At last count, there were nearly 100 million people playing FarmVille, the popular Zynga game that infests your Facebook newsfeed and begs you to plow land and harvest crops.
Even if tending to vegetables isn’t your cup of beans, FarmVille’s success demonstrates how game mechanics can be applied effectively to motivate desired behavior and outcomes. The game’s immense popularity comes from its wonderfully addictive and simple formula—come back and you’ll get rewarded; don’t check in and your crops will die.
Last week at the TedXBoston Conference, Seth Priebatsch of the gaming company SCVNGR gave a stellar presentation summarizing the future of the game layer. Whereas the past 10 years were the decade of “social”—a la Facebook’s Open Graph—the most critical future innovations in the cloud will be in the game layer, where companies leverage game mechanics to build their customer/user base. Priebatsch highlighted four key principles of effective game mechanics:
1) Appointment-based: Time and location restrictions are incredibly powerful motivators of behavior. In FarmVille, if you buy seeds that harvest quickly—say strawberries—you have to return within 4 hours or the crop will wilt and you’ll lose profits. Limited appointment windows introduce scarcity and urgency, whereas if you leave action entirely up to the user, the action becomes optional. This is no less true in fitness.
2) Social Influence and Status: Foursquare is an example of a community that thrives on individual desire for social status and influence. People vie to become mayor of a restaurant, district, bus route, and other quirky venues—these status rewards are currently location-based. In the world of fitness, rewards should be exercise-based, thereby making fitness a fun habit rather than a draining chore.
3) Progression: Everyone loves seeing their progress towards a goal improve when they take action. Priebatsch highlights the progress bar in LinkedIn as a good example—if you’re at 85% and the service gives you ways to get to 100% (i.e. fill out your profile completely, solicit professional references), that’s a good motivator. In FarmVille, you start out as a “Farm Hand” on Level 1 and can progress to “World Champ” at Level 70. Realizing that levels make FarmVille extremely addictive, Zynga introduced 20 more levels in June 2010.
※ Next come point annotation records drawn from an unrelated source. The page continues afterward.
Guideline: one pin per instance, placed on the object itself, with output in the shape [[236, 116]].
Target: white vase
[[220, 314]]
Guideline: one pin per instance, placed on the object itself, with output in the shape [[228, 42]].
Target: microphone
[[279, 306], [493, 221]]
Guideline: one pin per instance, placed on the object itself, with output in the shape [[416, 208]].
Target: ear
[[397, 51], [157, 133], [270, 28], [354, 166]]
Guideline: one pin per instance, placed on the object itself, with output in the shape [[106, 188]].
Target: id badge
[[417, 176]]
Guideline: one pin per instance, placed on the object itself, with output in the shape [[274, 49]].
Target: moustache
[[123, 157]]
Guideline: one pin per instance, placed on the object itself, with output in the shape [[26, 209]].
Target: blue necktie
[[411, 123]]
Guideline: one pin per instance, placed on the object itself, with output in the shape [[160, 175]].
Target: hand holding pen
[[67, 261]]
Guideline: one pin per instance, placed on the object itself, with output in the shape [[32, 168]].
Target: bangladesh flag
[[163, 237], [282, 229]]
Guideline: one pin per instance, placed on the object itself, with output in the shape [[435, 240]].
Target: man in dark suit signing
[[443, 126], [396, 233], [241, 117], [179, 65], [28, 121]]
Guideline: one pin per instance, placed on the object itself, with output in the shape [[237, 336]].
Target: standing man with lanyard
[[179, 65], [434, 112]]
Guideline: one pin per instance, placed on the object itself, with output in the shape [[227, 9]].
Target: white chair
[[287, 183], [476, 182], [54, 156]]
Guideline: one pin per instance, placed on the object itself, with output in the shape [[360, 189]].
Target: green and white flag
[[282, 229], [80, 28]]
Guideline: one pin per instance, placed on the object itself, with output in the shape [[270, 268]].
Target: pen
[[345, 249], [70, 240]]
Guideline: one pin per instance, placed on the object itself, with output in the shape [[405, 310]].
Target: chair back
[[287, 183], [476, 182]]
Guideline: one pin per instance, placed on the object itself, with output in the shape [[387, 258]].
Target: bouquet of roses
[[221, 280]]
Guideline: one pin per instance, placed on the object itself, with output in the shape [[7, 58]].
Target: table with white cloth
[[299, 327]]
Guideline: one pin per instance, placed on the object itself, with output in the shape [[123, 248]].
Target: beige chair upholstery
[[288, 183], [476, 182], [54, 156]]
Everyone loves progression and, correspondingly, recognition for progression. In the realm of fitness, if you burn 250 calories today or lose an inch off your waist size this week, shouldn’t you be able to advance to Level 2? You’d hope so.
4) Communal Discovery: Collaboration around a designated goal is possibly the most powerful motivator of individual behavior. In microfinance, if a group receives a community loan, the whole group suffers if one person defaults and fails to pay back their share. As a result, the whole group feels invested in the success of every individual. While few people consciously recognize the microfinance model as an example of a game, it actually applies game mechanics quite well.
Through surveys that we’ve run at EveryFit, it is clear that most health club members do not feel like a part of a community. Many members highlight that personal training staff don’t know their names and that their general feelings of anonymity make them feel undervalued—put simply, no one else is invested in their success.
The fitness industry should take notice, given that over 40% of new health club members quit each year because they are dissatisfied with their workout experience. While tending to crops may not be the answer, the industry must absolutely leverage game mechanics to retain customers effectively.